Amazon Web Services today announced a sweeping program to measure, manage, and report data on water usage for its data centers worldwide. The firm also pledged to become water positive by 2030.

Eleven years after the term was first coined, Water Usage Effectiveness (WUE) finally takes its place in the sun with the world’s largest cloud service provider committing to report on this metric annually. AWS today committed to report on its WUE every year. It also pledged to be water positive, which means providing more water to the environment than it consumes, by 2030.  

Microsoft was the first of the big three CSPs to commit to water positive operations back in 2020. Google Cloud’s goal is to run all its data centers with carbon-free energy, meaning it will use clean energy to manage its water. No commitments have come from Google, yet, around WUE but the firm has shared its vision for water stewardship in September 2021. 

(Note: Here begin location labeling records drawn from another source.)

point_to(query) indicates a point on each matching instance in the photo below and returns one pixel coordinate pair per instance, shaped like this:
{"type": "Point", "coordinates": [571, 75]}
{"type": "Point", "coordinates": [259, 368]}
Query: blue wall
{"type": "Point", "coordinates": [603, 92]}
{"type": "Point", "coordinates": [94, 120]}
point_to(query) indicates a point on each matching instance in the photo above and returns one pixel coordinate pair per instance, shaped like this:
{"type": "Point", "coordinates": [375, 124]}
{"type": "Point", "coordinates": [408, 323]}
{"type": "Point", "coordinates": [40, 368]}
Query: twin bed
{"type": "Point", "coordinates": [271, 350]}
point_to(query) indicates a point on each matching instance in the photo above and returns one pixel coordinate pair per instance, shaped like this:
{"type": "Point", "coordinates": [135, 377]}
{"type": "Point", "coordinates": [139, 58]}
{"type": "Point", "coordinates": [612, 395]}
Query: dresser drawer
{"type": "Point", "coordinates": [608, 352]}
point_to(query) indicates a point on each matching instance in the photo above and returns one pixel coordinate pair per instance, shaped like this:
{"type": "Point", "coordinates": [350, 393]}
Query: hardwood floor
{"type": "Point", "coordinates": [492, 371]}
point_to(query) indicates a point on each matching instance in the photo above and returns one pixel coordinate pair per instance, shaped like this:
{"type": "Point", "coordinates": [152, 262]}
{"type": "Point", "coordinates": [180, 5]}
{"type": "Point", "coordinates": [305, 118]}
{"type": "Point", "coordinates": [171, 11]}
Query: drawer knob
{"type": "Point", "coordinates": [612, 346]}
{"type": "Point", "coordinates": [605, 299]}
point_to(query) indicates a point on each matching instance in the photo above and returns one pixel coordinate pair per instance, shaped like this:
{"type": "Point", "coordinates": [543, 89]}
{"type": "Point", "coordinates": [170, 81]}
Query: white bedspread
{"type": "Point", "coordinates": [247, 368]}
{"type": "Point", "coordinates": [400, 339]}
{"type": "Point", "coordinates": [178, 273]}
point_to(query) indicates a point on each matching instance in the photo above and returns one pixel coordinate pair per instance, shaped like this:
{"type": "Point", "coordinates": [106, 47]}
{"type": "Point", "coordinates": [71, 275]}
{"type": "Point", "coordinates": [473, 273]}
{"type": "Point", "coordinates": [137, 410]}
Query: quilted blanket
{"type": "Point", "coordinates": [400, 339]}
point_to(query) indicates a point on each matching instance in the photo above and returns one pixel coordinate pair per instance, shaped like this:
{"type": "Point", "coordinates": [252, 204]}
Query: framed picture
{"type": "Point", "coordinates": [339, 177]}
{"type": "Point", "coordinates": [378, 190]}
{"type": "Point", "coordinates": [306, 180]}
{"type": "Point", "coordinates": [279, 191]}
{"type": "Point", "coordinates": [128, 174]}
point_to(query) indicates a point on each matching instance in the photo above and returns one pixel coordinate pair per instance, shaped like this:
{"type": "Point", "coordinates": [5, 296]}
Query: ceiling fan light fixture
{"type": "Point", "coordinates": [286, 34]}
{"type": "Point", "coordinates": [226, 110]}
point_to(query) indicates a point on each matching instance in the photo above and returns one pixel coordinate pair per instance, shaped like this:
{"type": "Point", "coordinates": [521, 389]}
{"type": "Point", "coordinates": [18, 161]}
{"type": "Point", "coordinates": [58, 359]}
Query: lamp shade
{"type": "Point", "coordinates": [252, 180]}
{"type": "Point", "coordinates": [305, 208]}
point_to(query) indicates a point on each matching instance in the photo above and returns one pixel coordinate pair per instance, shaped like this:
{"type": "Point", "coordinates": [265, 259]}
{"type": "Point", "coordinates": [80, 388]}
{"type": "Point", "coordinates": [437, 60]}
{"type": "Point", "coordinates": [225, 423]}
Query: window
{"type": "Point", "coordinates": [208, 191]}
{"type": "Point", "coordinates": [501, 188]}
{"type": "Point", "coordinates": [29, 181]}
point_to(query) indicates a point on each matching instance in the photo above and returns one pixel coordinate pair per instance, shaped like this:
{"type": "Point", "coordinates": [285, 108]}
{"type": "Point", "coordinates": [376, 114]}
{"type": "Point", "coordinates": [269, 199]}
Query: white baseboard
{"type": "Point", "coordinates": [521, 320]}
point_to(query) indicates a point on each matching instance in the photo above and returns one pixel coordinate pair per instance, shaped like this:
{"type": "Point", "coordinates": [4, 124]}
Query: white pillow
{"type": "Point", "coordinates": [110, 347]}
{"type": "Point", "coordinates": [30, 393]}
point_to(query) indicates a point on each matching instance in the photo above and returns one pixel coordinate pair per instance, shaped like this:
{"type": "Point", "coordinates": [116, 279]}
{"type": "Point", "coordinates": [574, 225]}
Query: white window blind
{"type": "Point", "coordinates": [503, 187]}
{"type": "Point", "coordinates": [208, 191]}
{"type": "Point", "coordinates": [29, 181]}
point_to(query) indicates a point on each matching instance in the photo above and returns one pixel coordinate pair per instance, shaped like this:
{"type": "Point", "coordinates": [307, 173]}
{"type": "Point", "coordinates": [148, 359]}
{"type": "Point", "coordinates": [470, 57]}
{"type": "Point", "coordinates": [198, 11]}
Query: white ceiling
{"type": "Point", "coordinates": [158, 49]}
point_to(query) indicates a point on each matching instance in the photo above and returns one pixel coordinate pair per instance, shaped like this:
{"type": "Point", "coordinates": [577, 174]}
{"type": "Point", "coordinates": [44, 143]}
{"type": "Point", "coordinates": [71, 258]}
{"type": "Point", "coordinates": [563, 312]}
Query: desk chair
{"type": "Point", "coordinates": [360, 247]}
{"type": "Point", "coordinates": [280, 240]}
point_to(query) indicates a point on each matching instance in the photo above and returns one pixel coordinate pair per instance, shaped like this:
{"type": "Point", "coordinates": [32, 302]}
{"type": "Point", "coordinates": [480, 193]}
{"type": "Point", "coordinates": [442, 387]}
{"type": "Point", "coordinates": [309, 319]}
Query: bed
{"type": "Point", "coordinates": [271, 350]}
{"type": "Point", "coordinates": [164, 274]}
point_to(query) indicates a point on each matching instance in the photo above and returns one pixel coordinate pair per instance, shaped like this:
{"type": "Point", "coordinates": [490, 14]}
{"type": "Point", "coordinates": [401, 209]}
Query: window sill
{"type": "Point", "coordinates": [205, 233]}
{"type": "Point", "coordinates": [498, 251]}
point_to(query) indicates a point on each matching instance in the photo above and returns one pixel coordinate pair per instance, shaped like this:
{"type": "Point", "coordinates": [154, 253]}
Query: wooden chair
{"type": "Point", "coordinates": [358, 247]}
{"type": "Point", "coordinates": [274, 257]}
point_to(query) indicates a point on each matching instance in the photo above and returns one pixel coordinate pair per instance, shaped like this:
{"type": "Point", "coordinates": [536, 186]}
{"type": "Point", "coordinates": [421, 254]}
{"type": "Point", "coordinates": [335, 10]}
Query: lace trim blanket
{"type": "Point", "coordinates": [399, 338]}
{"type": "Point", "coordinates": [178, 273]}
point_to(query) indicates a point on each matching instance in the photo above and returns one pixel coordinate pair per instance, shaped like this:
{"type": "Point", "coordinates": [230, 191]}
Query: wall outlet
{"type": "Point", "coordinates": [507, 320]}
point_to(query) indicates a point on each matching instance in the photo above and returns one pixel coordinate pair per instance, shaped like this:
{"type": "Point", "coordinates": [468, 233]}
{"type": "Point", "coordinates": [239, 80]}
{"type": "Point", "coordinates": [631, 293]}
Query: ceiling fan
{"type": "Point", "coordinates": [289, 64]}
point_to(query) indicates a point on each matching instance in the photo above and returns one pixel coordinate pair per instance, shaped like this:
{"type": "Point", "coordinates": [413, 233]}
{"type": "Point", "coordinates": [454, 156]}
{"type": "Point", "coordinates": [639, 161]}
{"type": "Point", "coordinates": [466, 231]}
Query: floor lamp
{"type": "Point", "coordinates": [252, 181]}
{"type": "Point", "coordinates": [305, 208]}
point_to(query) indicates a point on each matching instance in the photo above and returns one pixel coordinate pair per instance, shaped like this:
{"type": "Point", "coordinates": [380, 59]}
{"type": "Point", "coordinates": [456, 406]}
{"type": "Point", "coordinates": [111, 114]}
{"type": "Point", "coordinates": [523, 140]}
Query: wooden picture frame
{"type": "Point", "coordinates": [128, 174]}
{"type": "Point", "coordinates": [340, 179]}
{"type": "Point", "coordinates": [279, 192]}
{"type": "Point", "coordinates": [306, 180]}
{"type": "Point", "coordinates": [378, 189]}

“This is another important step in the holistic approach to sustainability by the hyperscale data center providers,” Liz Cruz, director of data center programs at Informa, told Data Center Knowledge. “There’s recognition that an exclusive focus on electricity use avoids critical impacts that data centers have on the environment.” 

Why 2030 Is Shaping Up to Be a Water Positive, Carbon-Free Year 

The top CSPs all committed to lofty sustainability goals by the year 2030. This is borne out of the United Nations’ “2030 Agenda for Sustainable Development,” an initiative to leverage sustainable development for the cause of improving quality of life for all. That includes ending poverty, attaining gender equality, and protecting global resources. Every UN member state has committed to the initiative’s sustainability goals and, apparently, so have the big three cloud solution providers. 

The cloud computing market will reach $1.55 trillion in value by 2030, according to Grand View Research. With the focus on measuring and better managing water usage, CSPs signal a connection between profits and sustainability efforts. It’s also a sign the CSPs have heard the concerns of their customers and shareholders around sustainability and the firms’ impact on the environment. 

And while the top CSPs have been competing against each other with sustainability feats of strength, hyperscaler Facebook was one of the early leaders in the 2030 water stewardship efforts. Facebook’s parent company Meta announced in 2015 its alignment with the UN’s Sustainable Development Goals (SDGs) in 2021. In its announcement, the firm also pledged water positivity by 2030.  

Facebook has been publishing its WUE since 2014.


Updated headline and paragraph two on November 29, 2022 at 11:09 a.m. to clarify Google's water management stance.
Updated Liz Cruz's title on November 29, 2022 at 11:15 a.m. It was originally reported as AFCOM instead of Informa. Liz Cruz oversees the AFCOM program as part of her duties at Informa.